Singh smiled politely, but he knew what she was thinking: Why had he quit a job with the Constabulary only to take up private detective work? He often asked himself the same question when he found himself on surveillance in the middle of the night with the rain pouring down and him out looking for a lost sprite or nixie in some dark fen, freezing his arse off. But he’d never have to work another child’s murder case as long as he was the one who dictated what job he accepted or not. For that alone, he’d made the right choice.
“Privately, the City Police are under the impression robbery was an afterthought,” she said after sipping her tea. “Murder was the real endgame.”
“In more ways than one.” Ian considered the drawings he’d left behind in his hotel room and pushed for an answer. “Any evidence the rumors about the murders being part of an occult ritual are true? Some kind of blood magic or curse at work?”
The chief inspector’s eyebrow twitched again as she reached back in the credenza for a second file. This one was as fat as Lady Everly’s Grimoire. Singh dropped it on the desk so it landed with a resounding thud.
“What’s this?”
“Your file.” She smiled, enjoying the brief moment of discomfort she’d caused him before opening the folder. On top were what appeared to be drawings and a black-and-white photograph of George Elvanfoot. He didn’t recognize them as his, yet he knew what they were.
“How did you—” he began to ask, but he already knew.

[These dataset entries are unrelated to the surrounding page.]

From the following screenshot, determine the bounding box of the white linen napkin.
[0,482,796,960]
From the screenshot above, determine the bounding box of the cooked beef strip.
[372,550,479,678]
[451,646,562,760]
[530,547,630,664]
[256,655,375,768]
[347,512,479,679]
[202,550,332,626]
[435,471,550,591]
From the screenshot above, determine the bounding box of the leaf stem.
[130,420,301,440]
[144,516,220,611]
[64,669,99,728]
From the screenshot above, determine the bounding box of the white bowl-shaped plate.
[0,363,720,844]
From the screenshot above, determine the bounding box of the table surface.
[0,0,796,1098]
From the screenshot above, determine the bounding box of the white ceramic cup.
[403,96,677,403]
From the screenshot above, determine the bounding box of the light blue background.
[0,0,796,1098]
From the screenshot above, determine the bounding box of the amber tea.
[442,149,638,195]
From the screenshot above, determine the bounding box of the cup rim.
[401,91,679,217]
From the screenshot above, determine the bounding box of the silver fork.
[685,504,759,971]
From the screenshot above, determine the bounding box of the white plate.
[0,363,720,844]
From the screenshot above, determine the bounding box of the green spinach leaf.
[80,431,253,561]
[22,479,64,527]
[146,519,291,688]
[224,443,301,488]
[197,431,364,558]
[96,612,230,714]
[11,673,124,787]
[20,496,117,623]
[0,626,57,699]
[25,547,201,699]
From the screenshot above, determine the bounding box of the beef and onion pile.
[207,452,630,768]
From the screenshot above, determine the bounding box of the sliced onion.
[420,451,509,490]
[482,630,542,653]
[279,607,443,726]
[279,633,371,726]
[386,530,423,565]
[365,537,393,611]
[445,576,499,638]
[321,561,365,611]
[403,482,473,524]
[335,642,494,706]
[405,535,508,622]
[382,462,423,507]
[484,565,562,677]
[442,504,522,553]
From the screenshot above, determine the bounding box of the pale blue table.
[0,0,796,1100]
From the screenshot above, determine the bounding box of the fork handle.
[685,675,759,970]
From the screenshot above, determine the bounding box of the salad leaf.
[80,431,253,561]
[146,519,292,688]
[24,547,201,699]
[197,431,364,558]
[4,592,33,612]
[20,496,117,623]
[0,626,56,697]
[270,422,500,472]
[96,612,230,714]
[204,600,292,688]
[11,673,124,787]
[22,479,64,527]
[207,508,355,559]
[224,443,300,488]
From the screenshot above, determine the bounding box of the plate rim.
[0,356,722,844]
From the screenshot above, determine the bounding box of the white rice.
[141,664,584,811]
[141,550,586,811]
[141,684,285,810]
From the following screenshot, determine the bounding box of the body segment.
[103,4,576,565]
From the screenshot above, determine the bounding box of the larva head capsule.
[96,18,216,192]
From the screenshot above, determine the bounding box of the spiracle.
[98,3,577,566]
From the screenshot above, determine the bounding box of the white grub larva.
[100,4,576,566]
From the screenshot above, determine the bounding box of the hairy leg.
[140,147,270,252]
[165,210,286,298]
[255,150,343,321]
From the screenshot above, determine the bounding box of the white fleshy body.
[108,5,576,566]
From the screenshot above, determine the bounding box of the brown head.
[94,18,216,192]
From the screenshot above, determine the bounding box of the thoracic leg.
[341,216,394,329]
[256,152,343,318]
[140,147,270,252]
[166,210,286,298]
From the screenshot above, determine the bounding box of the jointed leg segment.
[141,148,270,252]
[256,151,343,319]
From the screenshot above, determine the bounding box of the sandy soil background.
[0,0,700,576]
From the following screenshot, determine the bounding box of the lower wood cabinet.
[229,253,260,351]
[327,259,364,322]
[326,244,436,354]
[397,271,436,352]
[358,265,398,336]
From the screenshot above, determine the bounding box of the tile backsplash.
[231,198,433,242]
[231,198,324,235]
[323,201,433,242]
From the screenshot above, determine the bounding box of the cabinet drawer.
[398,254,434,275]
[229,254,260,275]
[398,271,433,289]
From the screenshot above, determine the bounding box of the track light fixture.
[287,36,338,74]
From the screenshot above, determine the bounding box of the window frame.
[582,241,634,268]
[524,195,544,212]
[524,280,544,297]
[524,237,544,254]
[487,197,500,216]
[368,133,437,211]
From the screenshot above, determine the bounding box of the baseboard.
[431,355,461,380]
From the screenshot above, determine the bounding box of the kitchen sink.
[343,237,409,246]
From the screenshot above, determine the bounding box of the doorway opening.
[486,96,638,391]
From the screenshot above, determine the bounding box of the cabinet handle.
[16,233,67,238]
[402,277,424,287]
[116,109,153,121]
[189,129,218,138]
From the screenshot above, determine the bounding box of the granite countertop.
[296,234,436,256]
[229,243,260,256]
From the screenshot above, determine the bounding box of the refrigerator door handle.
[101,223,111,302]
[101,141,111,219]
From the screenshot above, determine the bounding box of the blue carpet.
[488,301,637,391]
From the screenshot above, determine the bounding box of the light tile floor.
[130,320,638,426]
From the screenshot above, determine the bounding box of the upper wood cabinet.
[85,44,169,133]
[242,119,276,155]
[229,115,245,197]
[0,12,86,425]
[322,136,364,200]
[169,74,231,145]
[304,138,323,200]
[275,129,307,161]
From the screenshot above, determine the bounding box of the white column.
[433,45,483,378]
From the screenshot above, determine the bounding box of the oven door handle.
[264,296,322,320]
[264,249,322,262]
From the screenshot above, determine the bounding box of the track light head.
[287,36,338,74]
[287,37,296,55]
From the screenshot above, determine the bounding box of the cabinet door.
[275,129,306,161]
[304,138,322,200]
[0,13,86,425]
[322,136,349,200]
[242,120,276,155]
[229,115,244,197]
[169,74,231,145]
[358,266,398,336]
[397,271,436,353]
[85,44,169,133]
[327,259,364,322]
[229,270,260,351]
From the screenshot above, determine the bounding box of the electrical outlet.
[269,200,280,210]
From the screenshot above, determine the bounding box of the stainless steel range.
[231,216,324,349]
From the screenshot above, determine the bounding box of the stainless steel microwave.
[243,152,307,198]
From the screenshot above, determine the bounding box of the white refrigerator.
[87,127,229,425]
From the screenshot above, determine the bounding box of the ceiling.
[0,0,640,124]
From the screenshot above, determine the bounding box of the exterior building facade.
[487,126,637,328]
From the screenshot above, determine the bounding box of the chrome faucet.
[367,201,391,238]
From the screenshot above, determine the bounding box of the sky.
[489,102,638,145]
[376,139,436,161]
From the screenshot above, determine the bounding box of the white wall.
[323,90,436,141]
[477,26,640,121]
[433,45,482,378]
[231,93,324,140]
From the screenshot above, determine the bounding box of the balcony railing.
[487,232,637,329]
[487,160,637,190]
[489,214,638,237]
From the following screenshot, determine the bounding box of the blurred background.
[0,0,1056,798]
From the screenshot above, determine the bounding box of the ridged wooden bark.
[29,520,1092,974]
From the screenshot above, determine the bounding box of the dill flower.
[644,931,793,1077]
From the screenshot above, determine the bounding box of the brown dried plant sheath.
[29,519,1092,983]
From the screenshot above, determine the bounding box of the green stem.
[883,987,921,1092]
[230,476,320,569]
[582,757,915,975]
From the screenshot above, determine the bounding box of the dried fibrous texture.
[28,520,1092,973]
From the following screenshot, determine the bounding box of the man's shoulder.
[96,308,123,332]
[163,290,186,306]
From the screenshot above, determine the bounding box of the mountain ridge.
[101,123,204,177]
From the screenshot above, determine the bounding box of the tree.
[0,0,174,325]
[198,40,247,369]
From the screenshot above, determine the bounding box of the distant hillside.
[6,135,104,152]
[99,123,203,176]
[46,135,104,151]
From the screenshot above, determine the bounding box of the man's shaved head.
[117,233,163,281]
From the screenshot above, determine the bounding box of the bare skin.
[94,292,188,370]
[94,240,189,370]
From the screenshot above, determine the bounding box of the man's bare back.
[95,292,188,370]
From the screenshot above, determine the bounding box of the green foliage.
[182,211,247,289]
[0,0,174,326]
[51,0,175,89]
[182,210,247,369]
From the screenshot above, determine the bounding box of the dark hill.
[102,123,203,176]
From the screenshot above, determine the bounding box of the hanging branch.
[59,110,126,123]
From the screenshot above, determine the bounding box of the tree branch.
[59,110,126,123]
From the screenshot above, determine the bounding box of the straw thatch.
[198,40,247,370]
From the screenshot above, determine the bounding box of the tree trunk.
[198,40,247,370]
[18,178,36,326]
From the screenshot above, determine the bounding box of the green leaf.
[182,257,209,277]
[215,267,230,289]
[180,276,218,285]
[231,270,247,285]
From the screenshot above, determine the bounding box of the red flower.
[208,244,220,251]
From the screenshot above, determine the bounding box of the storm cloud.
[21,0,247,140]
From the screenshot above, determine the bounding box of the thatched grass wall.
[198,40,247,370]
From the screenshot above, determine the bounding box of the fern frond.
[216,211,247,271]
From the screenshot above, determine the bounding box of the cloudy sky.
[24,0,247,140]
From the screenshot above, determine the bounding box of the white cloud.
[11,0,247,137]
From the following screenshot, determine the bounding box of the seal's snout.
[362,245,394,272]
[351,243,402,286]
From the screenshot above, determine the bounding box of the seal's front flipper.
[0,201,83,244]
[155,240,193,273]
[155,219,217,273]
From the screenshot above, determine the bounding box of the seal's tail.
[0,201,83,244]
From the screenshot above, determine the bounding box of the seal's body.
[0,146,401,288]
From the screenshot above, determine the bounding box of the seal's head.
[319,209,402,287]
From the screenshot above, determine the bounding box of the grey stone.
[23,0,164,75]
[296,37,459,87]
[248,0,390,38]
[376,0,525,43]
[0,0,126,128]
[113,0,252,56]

The Witches’ Constabulary monitored everything both the City and Metropolitan Police did, in case of potential crossover, by infiltrating the ranks of the mortal police with a few of their own. Naturally, they had an interest in controlling access to information about certain incriminating incidents, if they happened to involve the use of magic. “Nice grab. Saves me the effort of sending Hob over to the local nick to steal them,” he said, grinning like an imp himself as he tilted his head to see the sketches better.
On examination, they were as graphic and disturbing as the hotel clerk had avowed. He was no great artist, but he could enchant a stick of graphite as well as the next. The drawings proved to be detailed depictions of the recent murders, but closer scrutiny—once Chief Inspector Singh gave permission—revealed they were based on more than the actual crime scene photos. As Ian shuffled through the drawings, he noted the angles of the bodies and the settings where they were found all matched what he’d read in the newspaper accounts, but there was one big difference.
He pulled free a drawing of a scene at once familiar and sickening. Days before he’d been given the memory of a dead man, he’d sketched the scene of the victim’s murder in the narrow alley. The drawing conformed with his shadow memory, as the illustration in the newspaper had. Yet in his sketch he’d depicted the man without clothes, which gave the drawing an even more lurid tone. He understood better why the clerk had contacted the police over what the maid had found. Poor lass. Looking closer, he began to work out what he’d been up to. He’d drawn a short spiral on the left side of the man’s head above the ear. Beside it he wrote “occultatum.” On the spots above the kidneys, the heart, and the lungs, he’d drawn different symbols with question marks beside them. The sigils, when bonded with the right words, were associated with certain blood-magic rituals of transformation—a star, a crescent moon, a crossroads. He looked up at Singh, hoping for more details.